Personal information
- Full name: Ziaur Rahman
- Born: 2 December 1986 (age 39) Khulna, Bangladesh
- Nickname: Joni
- Batting: Right-handed
- Bowling: Right-arm fast-medium
- Role: Bowler

International information
- National side: Bangladesh (2012-2014);
- Only Test (cap 68): 25 April 2013 v Zimbabwe
- ODI debut (cap 106): 23 March 2013 v Sri Lanka
- Last ODI: 17 June 2014 v India
- ODI shirt no.: 16
- T20I debut (cap 32): 18 July 2012 v Ireland
- Last T20I: 30 March 2014 v Pakistan

Career statistics
| Competition | Test | ODI | FC | LA |
| Matches | 1 | 13 | 154 | 214 |
| Runs scored | 14 | 124 | 5,655 | 3,333 |
| Batting average | 14 | 11.27 | 26.67 | 22.07 |
| 100s/50s | 0/0 | 0/0 | 8/28 | 2/15 |
| Top score | 14 | 41 | 167 | 104* |
| Balls bowled | 180 | 390 | 12,905 | 5,119 |
| Wickets | 4 | 10 | 250 | 119 |
| Bowling average | 17.75 | 30.10 | 24.79 | 34.31 |
| 5 wickets in innings | 0 | 1 | 6 | 3 |
| 10 wickets in match | 0 | 0 | 0 | 0 |
| Best bowling | 4/63 | 5/30 | 5/36 | 5/23 |
| Catches/stumpings | 0/– | 5/– | 80/– | 70/– |

Medal record
Representing Bangladesh
Men's Cricket
Asian Games
| Bronze medal – third place | 2014 Incheon | Team |
- Source: ESPNcricinfo, 5 June 2026

= Ziaur Rahman (Bangladeshi cricketer) =

Bangladeshi cricketer (born 1986)

Mohammad Ziaur Rahman (মোহাম্মদ জিয়াউর রহমান; born 2 December 1986 in Khulna) is a first-class and List A cricketer from Bangladesh. He is a right-handed batsman and right arm fast medium bowler. He is known as the "Hit man" of Bangladesh Cricket for his six hitting ability.

==Debut years==
He made his debut for Khulna Division in 2004/05 and played through the 2006/07 season. He also appeared for Bangladesh Under-19s in 2003/04 and the Bangladesh Cricket Board President's XI and Bangladesh Cricket Board Academy in 2006/07.

==Domestic career==
In Bangladesh Cricket League 2012, he scored unbeaten 152 off 118 balls vs South Zone, where he smashed 15 sixes. Highest by any Bangladeshi player in any cricket format.

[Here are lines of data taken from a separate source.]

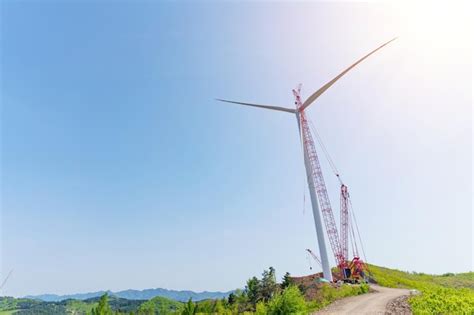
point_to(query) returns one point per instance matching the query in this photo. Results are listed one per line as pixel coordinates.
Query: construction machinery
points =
(322, 210)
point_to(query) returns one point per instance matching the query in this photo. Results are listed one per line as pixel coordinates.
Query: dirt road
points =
(370, 303)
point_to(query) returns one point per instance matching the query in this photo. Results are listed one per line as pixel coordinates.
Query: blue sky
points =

He has twice taken 5 wickets in an innings, with a best of 5 for 82 against Dhaka Division. He also took 5 for 24 against Sylhet Division in a one-day game. He made his ODI debut on 23 March 2013 against Sri Lanka in Hambantota and scored a golden duck.

===Bangladesh Premier League===
====Chittagong Kings====
The Bangladesh Cricket Board founded the six-team Bangladesh Premier League in 2012, a twenty20 tournament to be held in February that year. In the auction Ziaur was bought by Chittagong Kings for $40,000. He scored 129 in 7 innings in an average of 25.80. His highest individual score was 48*.

====Duronto Rajshahi====
In the 2013 Bangladesh Premier League player auction he was bought by Duronto Rajshahi for $137,000. He scored 155 runs in 10 innings in an average of 19.37. His best score was 36.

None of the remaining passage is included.